IIRC, the papers they're working from mention that lime works very nearly as well as the baryta they're using. Guess what people have been painting their houses white with for several thousand years?
wiki article states "Up to 10,000 TWh/yr of power could be generated from OTEC without affecting the ocean's thermal structure". which converts to about 500GW which... isn't that much
10,000 TWh/y = 1e+7 GWh/y, divide it by 365.25 days/y to produce daily output of 27,379 GWh/day, then by 24 h/day to get pure power of 1,141 GW. It's still more than a terawatt, three orders of magnitude larger than the largest nuclear reactors.
I've been stalking the citations for this paper for a while now. Surely people would be scrambling to replicate these results. It could truly be transformative for the world if it works and is scale-able.
And in the day time, if transparent and applied to solar panels, the "efficiency" gain (~10W psqm) itself will dwarf other considerations.( Remembering that bulk of radiative cooling shouldn't happen below ~1300nm) And then there's beating the efficacy of carbon capture at mitigating warming by orders of magnitudes
Nothing to sneeze at. Just be careful of midbrow high-effort dismissals from the old and wise:)
"Case Study 2: Solar Farm in Dubai
Problem: Solar panels lost 15–20% efficiency at 55°C+ temperatures.
Solution: Coated panels with i2Cool’s film.
Results:
Panel surface temperature: ▼25.7°C (from 58°C to 32.3°C)
Power output: ▲8% (equivalent to adding 2,400 new panels to a 30MW farm)"
RF energy harvesting in urban areas results in about 0.5-5 mW/m^2. I would guess it would be about 1-2 orders of magnitude less in rural areas.
This is like shaving nickels to make money.
Certainly, there are better energy sources like the fusion reactor in the sky and building a fusion reactor (that's perpetually 30 years away).
TIL: Active nuclear reactors of all types around the world are mappable using antineutrino detectors.
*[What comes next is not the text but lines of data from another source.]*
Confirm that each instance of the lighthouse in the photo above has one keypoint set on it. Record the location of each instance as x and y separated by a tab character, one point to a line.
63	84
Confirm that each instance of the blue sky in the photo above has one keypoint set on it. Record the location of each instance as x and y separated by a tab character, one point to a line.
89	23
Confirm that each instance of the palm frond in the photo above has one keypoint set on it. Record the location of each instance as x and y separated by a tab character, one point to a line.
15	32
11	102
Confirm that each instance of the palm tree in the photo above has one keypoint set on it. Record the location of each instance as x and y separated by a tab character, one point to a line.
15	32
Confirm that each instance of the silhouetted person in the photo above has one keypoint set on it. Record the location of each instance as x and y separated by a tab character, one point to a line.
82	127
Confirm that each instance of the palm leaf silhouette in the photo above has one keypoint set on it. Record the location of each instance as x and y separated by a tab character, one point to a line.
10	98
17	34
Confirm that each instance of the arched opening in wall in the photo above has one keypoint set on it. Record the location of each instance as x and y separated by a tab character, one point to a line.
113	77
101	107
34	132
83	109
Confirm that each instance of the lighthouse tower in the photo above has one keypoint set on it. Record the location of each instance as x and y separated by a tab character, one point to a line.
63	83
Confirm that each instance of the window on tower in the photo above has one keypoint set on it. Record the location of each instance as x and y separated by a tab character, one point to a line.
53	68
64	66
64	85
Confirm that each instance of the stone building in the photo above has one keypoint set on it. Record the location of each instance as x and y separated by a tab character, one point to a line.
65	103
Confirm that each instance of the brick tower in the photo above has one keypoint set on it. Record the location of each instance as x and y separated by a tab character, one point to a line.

It would probably also expose the location of every stationary nuclear-powered ship and submarine too.
Stirling engines are of course fun, but I wonder if the same approach but with the specially-coated radiator on a Peltier instead would net much - it'd avoid the moving-parts problem, at least.
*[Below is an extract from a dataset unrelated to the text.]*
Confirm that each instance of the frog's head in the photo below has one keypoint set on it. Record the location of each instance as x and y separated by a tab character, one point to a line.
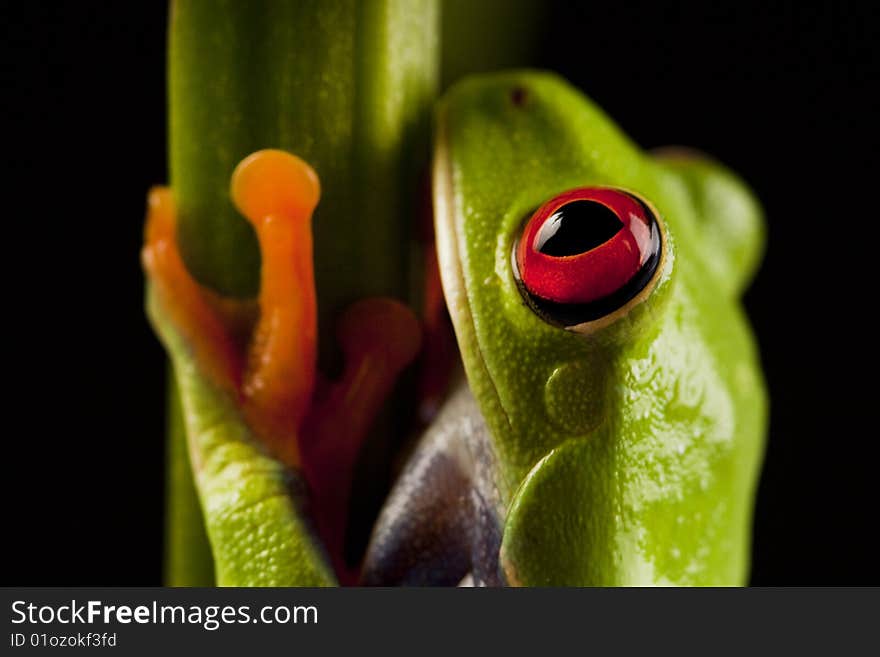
594	292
> the generation of >400 milliwatts per square meter of mechanical power with a potential for >6 watts per square meter.
Keep in mind the power is fully mechanical so no electricity or control circuit is required. And based on the simplicity it seems like a good candidate to power something that you need to last 100 years with no maintenance for example.
I think the "last 100 years with no maintenance" is not likely feasible with this approach. The top plate has a coating that supports high infrared emissivity -- and I think it would need to be regularly cleaned to work well. And you can't really prevent it from getting dirty by enclosing it b/c that both substantially changes the performance and moves the maintenance burden to cleaning the enclosure.
Air bearings run dry until they get some moisture. Then they fail. Old joke about making radio enclosures: make it as watertight as possible, then drill a small hole on the bottom to let the water escape.
Until they are replaced with dust, pollution, hair, animals, leaf litter, aggressive plants, seismic events, pollen, skin particles, birdshit, fallen logs, slime mold, etc.
So what? It's research, not business. Surely you didn't expect they'd found a practical source of free energy that was ready to compete with solar but somehow nobody else bothered to try before?
Just like this scheme, it's not very economically efficient.
Carnot efficiency is proportional to the temperature ratio between the hot end and the cold end in degrees Kelvin. If both temperatures are in the 200's, then efficiency will be low.
OTEC does provide lots of potable water though, so that's one advantage.
Davis is so frickin windy, wind power would be my first choice.
Secondarily, using a deep ground source heat pump to power a Stirling cycle engine would probably be much more powerful than harvesting a few mW from ambient temperature gradient between surface and air.